Now that the world's gotten used to the existence of AI, any hope on removing the guardrails on Claude? I don't need it to answer "How do I make meth", but I would like to not have to social engineer my prompts. I'd like it to just write the code I asked for and not judge me on how ethical the code might be.

Eg Claude will refuse to write code to wget a website and parse the html if you ask it to scrape your ex girlfriend's Instagram profile, for ethical and tos reasons, but if you phrase the request differently, it'll happily go off and generate code that does that exact thing.

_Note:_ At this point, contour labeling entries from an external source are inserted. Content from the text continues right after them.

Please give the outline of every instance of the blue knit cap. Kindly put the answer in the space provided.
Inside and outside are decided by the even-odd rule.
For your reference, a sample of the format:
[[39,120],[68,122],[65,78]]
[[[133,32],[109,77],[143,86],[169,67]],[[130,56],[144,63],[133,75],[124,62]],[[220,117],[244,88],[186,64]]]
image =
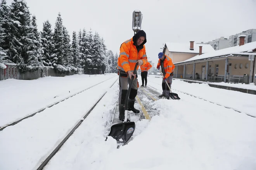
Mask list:
[[163,55],[164,55],[163,53],[162,52],[159,53],[158,54],[158,58],[161,58],[163,57]]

Asking it to scrape my ex girlfriend's Instagram profile is just a stand in for other times I've hit a problem where I've had to social engineer my way past those guard rails, but does having those guard rails really provide value on a professional level?

Not having headlines like "Claude Gives Stalker Instructions" has a significant value to their business I would wager.

I'm very much in favour of removing the guardrails but I understand why they're in place. The problem is attribution. You can teach yourself how to engage in all manner of dark deeds with a library or wikipedia or a search engine and some time, but any resulting public outcry is usually diffuse or targeted at the sources rather than the service. When Claude or GPT or Stable Diffusion are used to generate something judged offensive, the outcry becomes an existential threat to the provider.